At the County, Business Continuity (BC) and Disaster Recovery (DR) are separate but related programs that assist Agencies/Departments in planning for continued operations no matter the cause of a disruption. BC identifies and analyzes critical business processes and determines process dependencies (technology, people, and facilities). BC planning involves determining how to operate with a diminished workforce or at an alternate facility. DR identifies how to recover the technology on which critical business processes depend.

All County Agencies/Departments are required to develop and maintain written BCPs that address their specific business critical processes. Over the past couple of years, however, compliance with this requirement had fallen off, as Agencies/Departments struggled with fewer operational resources. The Board of Supervisors recognized this downturn in compliance at its May 21, 2013, Board meeting. As a result, County CEO Mike Giancola requested that Agencies/Departments renew efforts to complete the initial components of their BCPs by August 30, 2013.

Agencies/Departments worked with the County BC Program Manager to update their plans and 100% met the deadline. “I’m really impressed by the consistent, concentrated efforts agencies and departments have made to get their plans in shape,” said the County’s BC Program Manager, Lynne Halverson. “We have reached an important milestone in the County. The BC Program will now be able to move forward with other important program components, including specific process recovery documentation and plan testing.”
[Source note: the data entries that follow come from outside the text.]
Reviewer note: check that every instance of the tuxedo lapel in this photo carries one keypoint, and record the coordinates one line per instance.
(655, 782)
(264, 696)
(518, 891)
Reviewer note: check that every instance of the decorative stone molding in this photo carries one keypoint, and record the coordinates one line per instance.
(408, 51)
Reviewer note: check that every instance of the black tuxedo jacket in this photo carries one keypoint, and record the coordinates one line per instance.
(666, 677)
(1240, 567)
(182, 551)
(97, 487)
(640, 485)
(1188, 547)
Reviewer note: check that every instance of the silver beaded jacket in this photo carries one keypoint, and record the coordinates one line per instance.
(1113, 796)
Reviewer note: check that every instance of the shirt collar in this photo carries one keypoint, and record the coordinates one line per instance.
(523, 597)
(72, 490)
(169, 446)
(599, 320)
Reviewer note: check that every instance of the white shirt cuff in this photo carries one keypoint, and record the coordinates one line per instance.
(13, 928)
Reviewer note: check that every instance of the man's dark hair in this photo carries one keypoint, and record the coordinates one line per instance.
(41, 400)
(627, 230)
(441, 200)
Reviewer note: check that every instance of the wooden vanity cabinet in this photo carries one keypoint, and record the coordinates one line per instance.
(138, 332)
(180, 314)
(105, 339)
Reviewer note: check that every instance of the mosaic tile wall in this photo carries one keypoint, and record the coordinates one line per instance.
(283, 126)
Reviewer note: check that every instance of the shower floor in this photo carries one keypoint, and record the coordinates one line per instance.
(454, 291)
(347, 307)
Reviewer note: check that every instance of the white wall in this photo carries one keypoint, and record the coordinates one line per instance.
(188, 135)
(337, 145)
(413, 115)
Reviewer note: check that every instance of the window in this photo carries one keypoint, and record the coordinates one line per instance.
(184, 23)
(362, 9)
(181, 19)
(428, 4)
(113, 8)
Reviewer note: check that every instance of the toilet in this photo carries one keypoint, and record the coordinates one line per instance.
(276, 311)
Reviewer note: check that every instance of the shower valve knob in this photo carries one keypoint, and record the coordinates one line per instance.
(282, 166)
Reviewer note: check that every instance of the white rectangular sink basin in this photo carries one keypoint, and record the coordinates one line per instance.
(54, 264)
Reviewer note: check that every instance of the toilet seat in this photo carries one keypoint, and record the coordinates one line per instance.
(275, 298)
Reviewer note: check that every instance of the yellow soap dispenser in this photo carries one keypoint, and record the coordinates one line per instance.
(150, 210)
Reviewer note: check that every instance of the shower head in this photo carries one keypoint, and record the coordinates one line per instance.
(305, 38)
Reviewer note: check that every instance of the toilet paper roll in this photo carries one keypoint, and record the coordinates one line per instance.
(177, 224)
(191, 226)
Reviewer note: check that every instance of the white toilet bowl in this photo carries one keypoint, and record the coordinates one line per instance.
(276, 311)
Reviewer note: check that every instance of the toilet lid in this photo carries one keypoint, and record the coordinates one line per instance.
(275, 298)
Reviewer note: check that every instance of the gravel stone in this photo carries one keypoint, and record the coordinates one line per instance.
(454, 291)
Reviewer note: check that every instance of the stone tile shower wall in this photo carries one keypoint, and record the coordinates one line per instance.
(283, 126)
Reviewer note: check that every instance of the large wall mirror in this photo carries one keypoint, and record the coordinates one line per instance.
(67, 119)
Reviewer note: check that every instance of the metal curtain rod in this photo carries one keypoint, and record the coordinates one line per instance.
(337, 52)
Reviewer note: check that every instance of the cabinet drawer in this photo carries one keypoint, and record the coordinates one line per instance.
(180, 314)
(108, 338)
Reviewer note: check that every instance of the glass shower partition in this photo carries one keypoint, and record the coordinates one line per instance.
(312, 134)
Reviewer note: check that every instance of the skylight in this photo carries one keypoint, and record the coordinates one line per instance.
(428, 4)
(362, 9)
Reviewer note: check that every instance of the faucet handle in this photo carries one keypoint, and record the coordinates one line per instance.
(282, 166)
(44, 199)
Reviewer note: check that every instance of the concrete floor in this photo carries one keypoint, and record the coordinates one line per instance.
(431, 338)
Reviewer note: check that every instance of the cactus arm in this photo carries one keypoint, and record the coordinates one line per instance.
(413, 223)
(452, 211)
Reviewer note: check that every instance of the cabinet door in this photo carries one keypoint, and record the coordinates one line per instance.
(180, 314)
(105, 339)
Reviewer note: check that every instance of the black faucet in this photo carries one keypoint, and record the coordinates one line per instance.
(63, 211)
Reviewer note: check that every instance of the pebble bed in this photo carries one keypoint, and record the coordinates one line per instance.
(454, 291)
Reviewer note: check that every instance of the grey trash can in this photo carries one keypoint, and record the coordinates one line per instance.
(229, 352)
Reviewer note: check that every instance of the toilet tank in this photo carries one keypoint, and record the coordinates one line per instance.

Everyone hopes that something like what happened in Boston will never occur in Orange County. But if it – or any other type of business disruption – does occur, the County’s BC planning efforts will help ensure we are ready to respond.

In Recognition
Steven Huang spacer Each quarter, the CIO recognizes an Information Technology employee or team that has made a significant contribution to their County Agency/Department by demonstrating one or more of the following attributes:
  • Excellent customer service
  • Exceptional level of commitment and dedication
  • Collaboration and teamwork
  • Effective and efficient stewardship of IT assets
  • Business process improvement and/or efficiency
  • Creative and innovative thinking

This quarter the CIO would like to recognize Steven Huang. Steve Huang is an IT Solution Architect who works to support multiple county systems. His technical ability to turn business requirements into innovative solutions is highly valued within County IT.

Steven has worked to support many critical County systems and most recently assisted the CEO Office of Information Technology in the technical design and implementation of the new CISCO Unified Computing System infrastructure. This system is a critical component of the County’s shared service offering to provide Agencies/Departments with a state-of-the-art virtual server solution.

Steven’s hard work ethic, reliability and can-do attitude make him a critical part of the County IT team. Thank you and congratulations Steven!
Did You Know?
County of Orange Recognized Nationally with “Best of the Web” Award
In January of this year, the County completed the re-design of our website. This collaborative effort by approximately 125 Agency/Department staff across the County, and our vendor, Civica, resulted in the receipt of a national “2013 Best of the Web Award” from the Center for Digital Government. The County received this award for the innovation, functionality, productivity, and performance displayed by its recently re-designed website,

“We are very proud to be ranked third nationally in the County Portal category,” said Mahesh Patel, Chief Information Officer. “Our new homepage features a fresh look, enhanced features, and streamlined navigation designed to improve visitor experience.”

For the past 15 years, the Best of the Web Awards program has honored outstanding official government websites, including those at the city, county, and state levels. “This year’s winners have demonstrated the ability to adapt to the changing technology landscape, while creating first-class public and business services,” said Todd Sander, Executive Director of the Center for Digital Government.